Si pues, la mente es divina respecto del hombre, también la vida según ella será divina respecto de la vida humana. Pero no hemos de seguir los consejos de algunos que dicen que, siendo hombres, debemos pensar sólo humanamente y, siendo mortales, ocuparnos sólo de las cosas mortales, sino que debemos, en la medida de lo posible, inmortalizarnos y hacer todo esfuerzo para vivir de acuerdo con lo más excelente que hay en nosotros; pues, aun cuando esta parte sea pequeña en volumen, sobrepasa a todas las otras en poder y dignidad.18

La razón humana, por tanto, no está cerrada sobre sí misma, sino abierta a una realidad que la excede, y que le permite adquirir su plenitud, abriéndose a su contemplación. Por eso, en la Ética Eudemia se dice: “El principio de la razón no es la razón, sino algo que le es superior; ahora bien, ¿qué podría ser superior a la ciencia y a la inteligencia sino Dios?”.19

En suma, la existencia de un fin de la vida humana permite que ésta mantenga una dirección, tenga un sentido. Todos están de acuerdo en que, de haberlo, este fin es la felicidad, aunque hay discrepancias acerca de qué es lo que realmente nos hace felices. El bien constitutivo de la felicidad humana debe ser propio del hombre y, más específicamente, de lo más alto que hay en él, la razón. Lo que llamamos vida virtuosa no es más que una vida conforme a la razón. Lejos de ser uniforme, reviste formas muy diversas y su cumbre es la contemplación.
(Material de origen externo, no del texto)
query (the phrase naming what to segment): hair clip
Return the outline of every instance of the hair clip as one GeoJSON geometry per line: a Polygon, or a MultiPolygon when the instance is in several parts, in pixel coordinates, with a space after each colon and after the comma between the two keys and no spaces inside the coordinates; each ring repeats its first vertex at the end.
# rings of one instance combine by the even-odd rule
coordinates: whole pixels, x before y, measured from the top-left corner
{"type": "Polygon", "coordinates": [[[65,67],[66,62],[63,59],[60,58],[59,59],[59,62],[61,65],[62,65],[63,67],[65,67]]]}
1 Gorgias, 468b7-c6, Cf. también Ética a Nicómaco, I 1, 1094a1-3.

2 Cf. §§ 131-2, 144.

3 Cf. Ética a Nicómaco, I 2, 1094a18-22.

4 Cf. Ética Eudemia, I 2, 1214b6-11.

5 Ética a Nicómaco, I 6, 1097b22-25.

6 Ética a Nicómaco, I 7, 1097b6-21.

7 Anarchy, State and Utopia, Oxford, Blackwell, 1974, pp. 42-45.

8 Ética a Nicómaco, 1144b26-28.

9 Ética Eudemia, I 5, 1215b34-35.

10 Ética a Nicómaco, X 3, 1173b20-31.

11 Ética a Nicómaco, X 5, 1175b28-9.

12 Ética Eudemia, I 2, 1214b10-12.

13 A. Vigo, La concepción aristotélica de la felicidad. Una lectura de Ética a Nicómaco I y X 6-9, Santiago, Universidad de los Andes, 1997, p. 76. Cf. Ética a Nicómaco, I 10, 1100b30-33.

14 A. Vigo, La concepción aristotélica de la felicidad. Una lectura de Ética a Nicómaco I y X 6-9, Santiago, Universidad de los Andes, 1997, p. 50. “No debe confundirse el vivir bien con las cosas sin las cuales no es posible vivir bien”, Ética Eudemia I 2, 1214b16-17.

15 Ética Eudemia, I 4, 1215b2-3.

16 La República, VII 514a-521b.

17 Ética Eudemia, I 4, 1215b3-4.

18 Ética a Nicómaco, X 7, 1177b30-1178a2.

19 Ética Eudemia, VIII 2, 1248a28-29.